Отдельно стоит сказать про синтаксические решения новой «Одиссеи»: в эпических поэмах однородный, монотонный синтаксис отвечает за определенную певучесть, которая существует не только на уровне гексаметра. Примечательно, что в послесловии ни у переводчика, ни у комментатора нет ничего, что могло бы объяснить отход от гомеровских сложноустроенных придаточных предложений и оборотов, а также разнообразия смыслообразующих и связующих частиц, знакомых всем читателям оригинального Гомера. Вместо этого текст «склеивается» с помощью сложной пунктуации (обилие многоточий, скобок), призванных обратить на себя внимание анжамбманов, зачастую отсутствующих в греческом тексте, курсива или даже кавычек («наше „безобидное“ состязание» в 91 стихе XXI песни). Таким образом, читатель сталкивается с несколько другим Гомером и проживает новое впечатление от знакомого текста, но вместе с этим испытывает излишние сложности на ровном месте. Появление многоточий в некоторых эпизодах создает речь, характерную скорее для романа, чем для эпической поэмы (вот Телемах говорит о Пенелопе во второй песне: «Антиной, не могу отослать ее против воли — // она родила и вскормила… отец на чужбине, // жив или мертв… непросто вернуть убыток // Икарию, если мать соглашусь отправить…»; а вот в первой — об Одиссее: «мать говорит, что он — мне отец… не знаю…»). Скобки, которые чаще всего смотрятся поясняющими ремарками, заменяют простые сочинительные союзы (к примеру, формула «три года скрывала хитрость (ахейцы верили)» вместо ὣς τρίετες μὲν ἔληθε δόλῳ καὶ ἔπειθεν Ἀχαιούς). Так и без того непростой местами текст усложняет сам себя, а мы сталкиваемся то с двойными скобками (VI ,130-134), то с крайне сложными для понимания пассажами (VII, 311-315). После прочтения поэмы целиком складывается ощущение, что этот текст не просто кинематографичен, а натурально представляет собой некую раскадровку, диафильмы, сменяющие друг друга завораживающие изображения, разглядывать которые в мельчайших подробностях — удовольствие.

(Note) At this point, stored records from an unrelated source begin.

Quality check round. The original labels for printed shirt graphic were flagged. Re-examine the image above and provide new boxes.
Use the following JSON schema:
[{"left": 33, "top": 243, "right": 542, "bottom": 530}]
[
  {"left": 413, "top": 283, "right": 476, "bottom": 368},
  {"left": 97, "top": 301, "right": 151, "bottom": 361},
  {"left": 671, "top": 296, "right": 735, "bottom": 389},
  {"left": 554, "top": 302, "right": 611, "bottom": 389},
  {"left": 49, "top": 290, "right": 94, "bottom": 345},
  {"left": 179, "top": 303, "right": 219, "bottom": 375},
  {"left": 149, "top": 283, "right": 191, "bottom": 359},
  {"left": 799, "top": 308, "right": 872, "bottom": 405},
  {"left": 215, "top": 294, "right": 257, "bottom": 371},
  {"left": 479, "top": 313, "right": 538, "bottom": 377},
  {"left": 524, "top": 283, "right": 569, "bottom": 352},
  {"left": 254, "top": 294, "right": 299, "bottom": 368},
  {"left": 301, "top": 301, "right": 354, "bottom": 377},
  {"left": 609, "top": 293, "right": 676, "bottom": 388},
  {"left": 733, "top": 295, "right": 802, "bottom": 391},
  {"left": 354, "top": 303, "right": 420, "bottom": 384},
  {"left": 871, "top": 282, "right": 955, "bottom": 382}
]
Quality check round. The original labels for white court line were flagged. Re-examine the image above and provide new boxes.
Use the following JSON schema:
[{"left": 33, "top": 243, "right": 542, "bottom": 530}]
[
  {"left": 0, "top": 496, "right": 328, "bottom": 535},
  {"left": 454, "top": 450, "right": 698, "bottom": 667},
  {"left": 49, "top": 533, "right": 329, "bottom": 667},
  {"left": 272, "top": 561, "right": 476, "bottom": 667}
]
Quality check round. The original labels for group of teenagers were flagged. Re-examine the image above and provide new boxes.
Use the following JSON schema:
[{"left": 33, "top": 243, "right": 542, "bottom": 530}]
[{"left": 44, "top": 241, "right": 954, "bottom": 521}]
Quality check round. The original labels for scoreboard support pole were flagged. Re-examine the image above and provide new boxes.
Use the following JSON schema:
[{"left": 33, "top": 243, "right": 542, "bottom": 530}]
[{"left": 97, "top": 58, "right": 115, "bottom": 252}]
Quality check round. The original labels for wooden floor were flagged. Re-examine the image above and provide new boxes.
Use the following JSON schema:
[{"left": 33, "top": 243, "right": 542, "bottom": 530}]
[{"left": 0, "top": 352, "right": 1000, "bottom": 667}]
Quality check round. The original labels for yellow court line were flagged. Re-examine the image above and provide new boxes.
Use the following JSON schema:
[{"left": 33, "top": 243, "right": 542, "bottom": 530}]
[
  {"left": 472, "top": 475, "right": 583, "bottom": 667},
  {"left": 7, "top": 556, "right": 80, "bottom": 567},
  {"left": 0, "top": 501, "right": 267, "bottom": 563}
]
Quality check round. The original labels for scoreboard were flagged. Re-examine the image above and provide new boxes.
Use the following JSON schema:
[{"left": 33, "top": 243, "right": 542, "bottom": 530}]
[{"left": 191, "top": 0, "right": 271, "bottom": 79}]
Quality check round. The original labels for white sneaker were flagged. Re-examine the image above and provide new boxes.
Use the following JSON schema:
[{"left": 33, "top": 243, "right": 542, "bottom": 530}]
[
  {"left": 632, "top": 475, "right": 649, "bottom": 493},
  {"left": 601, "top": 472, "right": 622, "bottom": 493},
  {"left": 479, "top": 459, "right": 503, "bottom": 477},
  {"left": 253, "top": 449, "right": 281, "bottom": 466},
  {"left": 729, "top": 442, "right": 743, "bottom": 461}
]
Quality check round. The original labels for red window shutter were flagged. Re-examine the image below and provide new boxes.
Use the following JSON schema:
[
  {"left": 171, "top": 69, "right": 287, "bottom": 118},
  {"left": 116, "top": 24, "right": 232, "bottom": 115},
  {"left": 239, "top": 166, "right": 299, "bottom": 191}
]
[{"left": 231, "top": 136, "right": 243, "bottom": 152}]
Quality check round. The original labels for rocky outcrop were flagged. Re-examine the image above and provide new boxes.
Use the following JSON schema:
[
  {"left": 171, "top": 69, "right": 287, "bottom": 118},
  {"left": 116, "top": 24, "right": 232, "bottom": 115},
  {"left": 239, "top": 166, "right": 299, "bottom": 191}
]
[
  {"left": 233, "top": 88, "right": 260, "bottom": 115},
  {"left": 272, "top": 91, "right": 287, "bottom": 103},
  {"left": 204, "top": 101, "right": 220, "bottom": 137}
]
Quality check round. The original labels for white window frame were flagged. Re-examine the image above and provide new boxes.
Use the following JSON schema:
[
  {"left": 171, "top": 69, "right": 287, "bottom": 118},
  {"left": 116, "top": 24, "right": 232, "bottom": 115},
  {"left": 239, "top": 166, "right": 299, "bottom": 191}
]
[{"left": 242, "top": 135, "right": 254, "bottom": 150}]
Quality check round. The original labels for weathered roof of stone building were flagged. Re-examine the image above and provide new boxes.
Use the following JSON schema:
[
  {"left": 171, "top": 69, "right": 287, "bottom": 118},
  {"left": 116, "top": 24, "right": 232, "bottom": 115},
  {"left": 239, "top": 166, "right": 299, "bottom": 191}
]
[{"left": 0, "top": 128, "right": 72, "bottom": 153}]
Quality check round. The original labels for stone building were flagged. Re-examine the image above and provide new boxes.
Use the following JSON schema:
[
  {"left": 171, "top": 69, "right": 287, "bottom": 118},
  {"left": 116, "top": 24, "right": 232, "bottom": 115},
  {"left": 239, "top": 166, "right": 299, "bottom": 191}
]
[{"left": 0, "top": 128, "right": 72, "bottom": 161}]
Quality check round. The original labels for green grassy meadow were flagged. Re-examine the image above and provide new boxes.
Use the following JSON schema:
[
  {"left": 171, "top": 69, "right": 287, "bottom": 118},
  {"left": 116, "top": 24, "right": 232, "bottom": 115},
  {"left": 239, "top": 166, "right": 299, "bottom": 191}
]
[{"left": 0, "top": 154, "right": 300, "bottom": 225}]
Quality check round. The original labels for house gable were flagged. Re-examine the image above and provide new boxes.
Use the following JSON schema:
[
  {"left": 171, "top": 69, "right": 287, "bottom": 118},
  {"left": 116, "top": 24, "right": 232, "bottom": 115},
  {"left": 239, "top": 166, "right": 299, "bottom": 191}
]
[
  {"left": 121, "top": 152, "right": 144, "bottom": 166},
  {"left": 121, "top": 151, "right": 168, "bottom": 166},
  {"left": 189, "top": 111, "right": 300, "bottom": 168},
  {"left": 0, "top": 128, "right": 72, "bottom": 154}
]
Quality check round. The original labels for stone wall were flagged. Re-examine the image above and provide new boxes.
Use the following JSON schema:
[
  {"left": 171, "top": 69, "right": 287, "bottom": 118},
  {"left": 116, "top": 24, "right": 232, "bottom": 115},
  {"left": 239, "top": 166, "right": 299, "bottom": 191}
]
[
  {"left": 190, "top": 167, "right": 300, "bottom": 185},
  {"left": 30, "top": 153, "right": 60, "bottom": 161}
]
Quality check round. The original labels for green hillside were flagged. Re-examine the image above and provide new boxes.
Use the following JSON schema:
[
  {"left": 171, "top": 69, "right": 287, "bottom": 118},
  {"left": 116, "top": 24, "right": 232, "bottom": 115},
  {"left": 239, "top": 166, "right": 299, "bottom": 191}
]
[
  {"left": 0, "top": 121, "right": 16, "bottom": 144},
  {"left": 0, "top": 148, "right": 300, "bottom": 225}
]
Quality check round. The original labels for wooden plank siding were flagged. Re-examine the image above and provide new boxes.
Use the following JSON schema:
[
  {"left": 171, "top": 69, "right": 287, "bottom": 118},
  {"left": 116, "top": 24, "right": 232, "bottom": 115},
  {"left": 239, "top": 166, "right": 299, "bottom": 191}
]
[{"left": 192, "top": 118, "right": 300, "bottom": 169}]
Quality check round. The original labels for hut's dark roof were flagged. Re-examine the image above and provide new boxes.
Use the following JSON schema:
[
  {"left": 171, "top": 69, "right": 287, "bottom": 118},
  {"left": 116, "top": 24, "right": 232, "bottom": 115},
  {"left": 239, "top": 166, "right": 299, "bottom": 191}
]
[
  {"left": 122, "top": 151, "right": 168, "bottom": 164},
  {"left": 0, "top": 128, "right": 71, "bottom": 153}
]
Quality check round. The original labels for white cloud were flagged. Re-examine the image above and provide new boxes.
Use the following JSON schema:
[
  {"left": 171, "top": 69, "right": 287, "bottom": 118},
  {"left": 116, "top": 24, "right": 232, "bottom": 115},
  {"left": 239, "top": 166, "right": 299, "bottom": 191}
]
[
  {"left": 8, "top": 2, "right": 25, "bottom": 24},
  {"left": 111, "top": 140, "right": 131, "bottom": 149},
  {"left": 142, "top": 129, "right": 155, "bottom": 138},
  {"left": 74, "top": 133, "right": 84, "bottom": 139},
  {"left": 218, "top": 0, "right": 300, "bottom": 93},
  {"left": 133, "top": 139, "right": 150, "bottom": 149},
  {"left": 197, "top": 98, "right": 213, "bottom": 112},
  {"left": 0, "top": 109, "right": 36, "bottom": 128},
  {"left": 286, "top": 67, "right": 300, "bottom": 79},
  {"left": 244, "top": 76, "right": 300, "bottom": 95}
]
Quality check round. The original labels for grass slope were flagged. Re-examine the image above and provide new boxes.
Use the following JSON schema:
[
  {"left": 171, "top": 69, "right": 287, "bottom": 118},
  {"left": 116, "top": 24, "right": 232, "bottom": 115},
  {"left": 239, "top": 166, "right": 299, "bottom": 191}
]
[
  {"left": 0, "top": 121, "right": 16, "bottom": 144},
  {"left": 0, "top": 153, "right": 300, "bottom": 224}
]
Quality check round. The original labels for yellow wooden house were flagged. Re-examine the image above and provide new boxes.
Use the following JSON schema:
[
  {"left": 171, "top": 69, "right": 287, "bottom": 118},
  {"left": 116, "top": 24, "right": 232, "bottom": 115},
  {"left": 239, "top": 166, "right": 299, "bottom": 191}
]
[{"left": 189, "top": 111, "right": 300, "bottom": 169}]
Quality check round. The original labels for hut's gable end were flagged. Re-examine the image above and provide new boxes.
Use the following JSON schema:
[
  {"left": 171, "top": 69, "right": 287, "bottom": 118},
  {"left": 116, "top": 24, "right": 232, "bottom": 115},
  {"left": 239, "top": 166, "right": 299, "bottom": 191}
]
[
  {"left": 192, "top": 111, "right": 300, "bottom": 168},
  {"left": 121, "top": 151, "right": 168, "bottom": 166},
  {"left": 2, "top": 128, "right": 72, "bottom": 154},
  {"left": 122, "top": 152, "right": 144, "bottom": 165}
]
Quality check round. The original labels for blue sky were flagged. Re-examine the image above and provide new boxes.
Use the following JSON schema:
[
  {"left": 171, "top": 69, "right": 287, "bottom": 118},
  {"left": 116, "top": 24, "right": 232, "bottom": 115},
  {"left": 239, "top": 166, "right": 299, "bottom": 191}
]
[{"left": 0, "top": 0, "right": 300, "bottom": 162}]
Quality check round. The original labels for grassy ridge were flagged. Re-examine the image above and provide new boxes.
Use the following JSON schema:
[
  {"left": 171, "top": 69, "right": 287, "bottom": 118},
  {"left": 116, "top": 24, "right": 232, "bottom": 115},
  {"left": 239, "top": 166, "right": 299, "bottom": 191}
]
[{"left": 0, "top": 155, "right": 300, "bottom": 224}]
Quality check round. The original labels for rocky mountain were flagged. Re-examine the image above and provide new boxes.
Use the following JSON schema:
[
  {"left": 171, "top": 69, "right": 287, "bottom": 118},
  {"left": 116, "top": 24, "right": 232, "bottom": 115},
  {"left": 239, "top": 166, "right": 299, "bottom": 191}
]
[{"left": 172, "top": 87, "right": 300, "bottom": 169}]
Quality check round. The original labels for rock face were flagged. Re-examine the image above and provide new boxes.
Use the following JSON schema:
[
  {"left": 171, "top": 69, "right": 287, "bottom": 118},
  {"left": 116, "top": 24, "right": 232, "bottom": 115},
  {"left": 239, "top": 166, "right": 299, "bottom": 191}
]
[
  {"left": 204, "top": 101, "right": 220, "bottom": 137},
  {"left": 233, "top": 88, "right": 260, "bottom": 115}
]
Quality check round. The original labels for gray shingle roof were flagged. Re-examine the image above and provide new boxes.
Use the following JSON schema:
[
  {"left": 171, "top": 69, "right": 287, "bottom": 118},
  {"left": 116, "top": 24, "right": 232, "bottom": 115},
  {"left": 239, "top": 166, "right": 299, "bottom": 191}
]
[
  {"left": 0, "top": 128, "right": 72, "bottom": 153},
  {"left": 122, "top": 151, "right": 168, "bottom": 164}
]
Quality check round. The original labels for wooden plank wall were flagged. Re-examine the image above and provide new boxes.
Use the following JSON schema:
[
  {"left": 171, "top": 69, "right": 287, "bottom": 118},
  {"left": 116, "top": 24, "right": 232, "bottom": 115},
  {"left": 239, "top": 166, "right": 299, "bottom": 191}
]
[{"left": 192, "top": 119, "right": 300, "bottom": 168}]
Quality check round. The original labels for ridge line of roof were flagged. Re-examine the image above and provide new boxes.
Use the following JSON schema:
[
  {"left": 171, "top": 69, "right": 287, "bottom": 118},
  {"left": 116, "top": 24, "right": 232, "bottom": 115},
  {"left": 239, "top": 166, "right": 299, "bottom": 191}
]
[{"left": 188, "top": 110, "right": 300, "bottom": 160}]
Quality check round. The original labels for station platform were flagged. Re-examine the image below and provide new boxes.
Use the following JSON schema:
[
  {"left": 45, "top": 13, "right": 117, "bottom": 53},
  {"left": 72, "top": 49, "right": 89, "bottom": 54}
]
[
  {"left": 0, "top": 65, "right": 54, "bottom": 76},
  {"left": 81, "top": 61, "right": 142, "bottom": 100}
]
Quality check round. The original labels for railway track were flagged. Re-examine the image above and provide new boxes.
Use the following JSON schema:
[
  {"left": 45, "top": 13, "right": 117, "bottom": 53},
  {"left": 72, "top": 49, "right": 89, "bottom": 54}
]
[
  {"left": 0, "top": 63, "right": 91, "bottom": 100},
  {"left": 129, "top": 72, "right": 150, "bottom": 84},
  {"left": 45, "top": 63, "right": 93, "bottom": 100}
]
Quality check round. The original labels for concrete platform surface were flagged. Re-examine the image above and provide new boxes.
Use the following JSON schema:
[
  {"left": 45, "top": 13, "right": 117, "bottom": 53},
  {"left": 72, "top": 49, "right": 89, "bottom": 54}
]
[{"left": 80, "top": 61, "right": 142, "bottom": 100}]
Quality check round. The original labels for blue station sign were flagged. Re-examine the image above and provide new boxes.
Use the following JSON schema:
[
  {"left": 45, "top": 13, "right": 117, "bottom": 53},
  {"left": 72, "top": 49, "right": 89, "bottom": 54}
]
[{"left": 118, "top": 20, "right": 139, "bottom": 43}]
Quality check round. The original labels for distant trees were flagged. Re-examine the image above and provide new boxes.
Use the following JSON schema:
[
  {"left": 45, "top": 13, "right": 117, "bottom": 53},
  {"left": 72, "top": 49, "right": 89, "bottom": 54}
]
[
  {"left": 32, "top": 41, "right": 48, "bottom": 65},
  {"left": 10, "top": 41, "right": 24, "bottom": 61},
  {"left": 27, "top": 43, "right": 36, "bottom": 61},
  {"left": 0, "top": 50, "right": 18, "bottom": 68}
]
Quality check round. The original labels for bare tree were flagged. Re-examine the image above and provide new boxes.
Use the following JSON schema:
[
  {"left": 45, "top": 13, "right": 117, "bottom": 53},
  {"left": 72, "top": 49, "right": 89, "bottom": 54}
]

Появление на свет современного русского перевода Гомера — большое событие, титанический труд (доведение текста подобного объема до публикации Стариковский однажды сравнил с ощущением, понятным марафонцам) и, по определению самого автора, «новая оркестровка поэмы». Наглядность, свободный (не в литературном, а прямом смысле) стих, некий отказ от сказки в пользу акцента на Одиссея, проходящего через тысячелетия переполненным «пространством и временем» и сохраняющего для нас память об этом времени и пространстве — вот что такое «Одиссея» Григория Стариковского. Читатель, для которого предназначен этот во всех смыслах наводящий на размышления текст, найдет в нем приглашение и возможность подумать, взвесить и сравнить, закрыть глаза и вообразить, но главное — почитать Гомера, что сегодня, как говорил сам Стариковский, такое «картезианское доказательство собственного бытия: читаю Гомера, эрго, еще не сдох». Остается надеяться, что у этого перевода будет много внимательных читателей, потому что как он сам, так и его создание и существование в мире возрастающего (надолго ли?) интереса к творчеству легендарного аэда заслуживает обсуждений.